A abertura do Pé de Vento a jovens dramaturgos ou a novas dramaturgias permitiu que novos espetáculos, encenados por Rui Spranger, subissem à cena, atraindo novas correntes de público. Destaco o espetáculo O Lobo sou Eu, com um talentoso texto de Eduardo Leal, estreado em 2017.

 Muitos dos textos expressamente encomendados a autores como Manuel António Pina, Álvaro Magalhães, Teresa Rita Lopes, Artur Costa, depois de encenados, foram editados em livro. Algumas dessas edições integram, hoje, o Plano Nacional de Leitura. Bastaria isso para comprovar que o nosso trabalho não foi em vão…

A revista Borboletra, de que apenas saíram dois números, deu origem a uma peça musical de Jorge Peixinho, estreada na Cooperativa Árvore por iniciativa do Pé de Vento e cuja partitura figura na Exposição Musonautas, ainda patente na Biblioteca Almeida Garrett e comissariada, entre outros, por Pedro Junqueira Maia, compositor responsável pela criação musical de alguns dos espetáculos mais recentes do Pé de Vento. 

As inumeráveis criações levadas à cena por João Luiz contaram com a criatividade de artistas plásticos como Rosa Ramos ou Maria Augusta Araújo. O talento do pintor Rui Aguiar marcou vários espetáculos do Pé de Vento e tornou memorável a estreia de «O Físico Prodigioso», de Jorge de Sena, com música de Paulo Vaz de Carvalho. Também Cândido Lima, grande compositor radicado no Porto, aceitou dar, uma ou outra vez, a sua colaboração ao Grupo. 

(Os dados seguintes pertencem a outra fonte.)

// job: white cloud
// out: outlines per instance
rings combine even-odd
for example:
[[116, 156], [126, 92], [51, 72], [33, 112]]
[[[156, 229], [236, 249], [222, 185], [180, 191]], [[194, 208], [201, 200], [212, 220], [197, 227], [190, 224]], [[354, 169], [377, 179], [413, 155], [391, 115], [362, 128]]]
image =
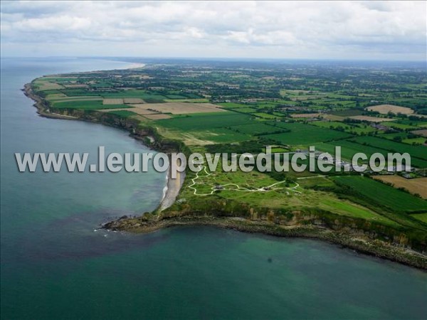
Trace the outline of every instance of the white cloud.
[[2, 1], [1, 12], [8, 55], [426, 58], [424, 1]]

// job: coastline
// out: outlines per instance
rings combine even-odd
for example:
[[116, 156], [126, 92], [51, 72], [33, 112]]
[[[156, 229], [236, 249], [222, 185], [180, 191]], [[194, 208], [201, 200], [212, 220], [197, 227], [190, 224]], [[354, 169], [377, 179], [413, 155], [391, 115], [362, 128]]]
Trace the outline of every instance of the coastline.
[[[144, 137], [152, 137], [149, 133], [147, 133], [144, 136], [141, 134], [135, 134], [133, 132], [135, 131], [134, 127], [127, 126], [121, 122], [117, 122], [115, 124], [107, 122], [101, 118], [102, 112], [98, 112], [100, 114], [94, 112], [92, 114], [92, 117], [88, 118], [70, 114], [52, 113], [50, 112], [48, 106], [45, 105], [43, 100], [33, 92], [31, 83], [26, 84], [23, 91], [27, 97], [35, 102], [33, 106], [37, 108], [37, 113], [42, 117], [53, 119], [88, 121], [113, 126], [128, 131], [132, 137], [143, 142], [145, 141], [144, 139]], [[152, 139], [154, 141], [150, 144], [152, 145], [149, 145], [149, 146], [157, 150], [171, 151], [170, 146], [162, 146], [155, 137]], [[174, 147], [172, 146], [172, 149], [174, 149]], [[367, 237], [362, 237], [359, 234], [357, 235], [357, 229], [355, 230], [356, 233], [352, 233], [350, 232], [317, 225], [307, 226], [300, 225], [293, 227], [285, 227], [263, 220], [253, 220], [236, 217], [216, 217], [211, 215], [203, 216], [184, 215], [174, 218], [162, 217], [159, 215], [160, 213], [174, 204], [185, 179], [184, 172], [179, 174], [176, 179], [172, 179], [169, 177], [169, 171], [170, 166], [167, 175], [167, 181], [164, 189], [164, 196], [158, 208], [155, 210], [158, 214], [154, 215], [154, 218], [147, 218], [144, 215], [142, 215], [137, 218], [122, 218], [117, 220], [107, 223], [102, 225], [102, 228], [134, 233], [148, 233], [166, 228], [180, 225], [211, 225], [246, 233], [257, 233], [280, 237], [318, 239], [355, 250], [361, 253], [427, 270], [426, 255], [405, 248], [404, 247], [394, 245], [384, 241]], [[152, 217], [152, 215], [149, 215]]]
[[143, 217], [120, 218], [107, 223], [102, 229], [132, 233], [151, 233], [162, 229], [186, 225], [208, 225], [248, 233], [260, 233], [282, 238], [302, 238], [326, 241], [357, 252], [380, 257], [410, 267], [427, 270], [427, 257], [416, 251], [371, 240], [361, 235], [335, 231], [315, 225], [284, 226], [268, 221], [236, 217], [181, 216], [157, 220]]
[[169, 166], [166, 175], [166, 186], [163, 191], [163, 198], [160, 201], [159, 210], [163, 211], [167, 209], [175, 203], [176, 197], [179, 194], [184, 181], [185, 180], [185, 171], [176, 172], [176, 178], [173, 179], [172, 175], [172, 166], [170, 165], [171, 157], [169, 156]]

Para que um texto exista cenicamente é imprescindível a capacidade artística dos atores que lhe dão voz, mas também o saber de quem domina cada uma das múltiplas linguagens cénicas, sem as quais não há espetáculo teatral. A equipa de João Calvário (cenografia) Rui Damas (iluminação), Susanne Rösler (figurinos), Rui Azevedo (execução de cenários), Hugo Valter Moutinho (vídeo) permitiu que a mais pura magia acontecesse em muitos espetáculos do Pé de Vento. Quanto aos atores que continuam próximos – Rui Spranger, Sónia Correia, Anabela Nóbrega, Patrícia Queirós – e Jorge Mota – bem hajam por amarem a palavra nos múltiplos registos por que ela se manifesta ou comunica no teatro, e por prezarem a sua dimensão poética, fazendo que dela nasça o silêncio irradiante em que perdura.